MUARA TEWEH — Ketua Dewan Perwakilan Rakyat Daerah (DPRD) Kabupaten Barito Utara, Ir. Hj. Mery Rukaini, M.IP., menegaskan pentingnya tanggung jawab sosial dan lingkungan perusahaan (Corporate Social Responsibility/CSR) sebagai salah satu sumber pendukung pembangunan daerah.
Hal ini disampaikan Mery saat memberikan pemaparan dalam Rapat Koordinasi dan Sinkronisasi Tanggung Jawab Sosial dan Lingkungan Perusahaan serta Optimalisasi Pendapatan Asli Daerah (PAD) yang digelar di Gedung Pertemuan Umum Balai Antang Muara Teweh, Rabu (12/11/2025).
Kegiatan tersebut dihadiri oleh Bupati Barito Utara H. Shalahuddin, S.T., M.T., Sekretaris Daerah Drs. Muhlis, M.AP., unsur Forkopimda, serta perwakilan berbagai perusahaan yang beroperasi di wilayah Barito Utara.
Dalam pemaparannya, Mery mengingatkan bahwa kewajiban perusahaan untuk memberikan kontribusi sosial sudah diatur dalam Peraturan Daerah (Perda) Nomor 3 Tahun 2015 tentang Tanggung Jawab Sosial dan Lingkungan Perusahaan.
“Perda ini sudah kita sahkan sejak 10 tahun lalu, tepatnya 22 April 2015. Artinya, payung hukum sudah jelas. Tinggal bagaimana realisasinya agar tanggung jawab sosial perusahaan tidak hanya bersifat seremonial, tetapi benar-benar bermanfaat untuk masyarakat,” ujarnya.

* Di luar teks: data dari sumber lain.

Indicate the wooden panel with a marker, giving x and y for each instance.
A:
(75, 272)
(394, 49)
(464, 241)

Mery menambahkan bahwa berdasarkan ketentuan, setiap perusahaan wajib mengalokasikan minimal 3 persen dari keuntungan bersih setelah pajak untuk program tanggung jawab sosial dan lingkungan. Namun, dalam praktiknya, ia menilai masih banyak perusahaan yang belum maksimal menjalankan kewajiban tersebut.
“Beberapa perusahaan memang sudah melaksanakan, tetapi belum sepenuhnya sesuai dengan ketentuan. Kami berharap ini bisa ditingkatkan dan dilaporkan secara transparan,” tegasnya.
Ketua DPRD juga menyoroti pentingnya sinkronisasi antara perusahaan, pemerintah daerah, dan masyarakat agar program CSR dapat diarahkan pada kebutuhan yang paling mendesak, seperti pembangunan infrastruktur, pendidikan, dan kesehatan.
“Kita ingin bantuan dari perusahaan tidak seperti hadiah yang tidak jelas peruntukannya. Harus ada perencanaan bersama agar setiap rupiah dari CSR bisa membantu pembangunan dan kesejahteraan masyarakat,” jelasnya.
Selain itu, Mery juga menyinggung masalah keselamatan masyarakat di sekitar jalur tambang, terutama terkait akses jalan umum yang sering dilalui kendaraan perusahaan tambang.
“Kami sering menerima laporan dari masyarakat mengenai jalan yang rusak akibat aktivitas tambang. Perusahaan seharusnya membangun jalur alternatif seperti underpass atau jembatan bawah tanah agar tidak membahayakan pengguna jalan umum,” tambahnya.
DPRD Barito Utara, kata Mery, akan mendorong evaluasi dan pembaruan Perda CSR Tahun 2015 agar lebih relevan dengan kebijakan kewenangan pertambangan dan investasi yang kini berada di tingkat provinsi.
Ia juga menyampaikan apresiasi kepada perusahaan yang telah menjalankan tanggung jawab sosialnya secara aktif, namun tetap meminta adanya sistem pelaporan dan pengawasan yang lebih terukur.
“Kalau perusahaan berkontribusi sesuai aturan, tentu akan sangat membantu pemerintah daerah, terutama ketika terjadi keterbatasan dana transfer dari pusat,” ujarnya.
Mery menegaskan bahwa optimalisasi CSR bisa menjadi solusi alternatif dalam mendukung pembangunan infrastruktur dan pemberdayaan masyarakat Barito Utara.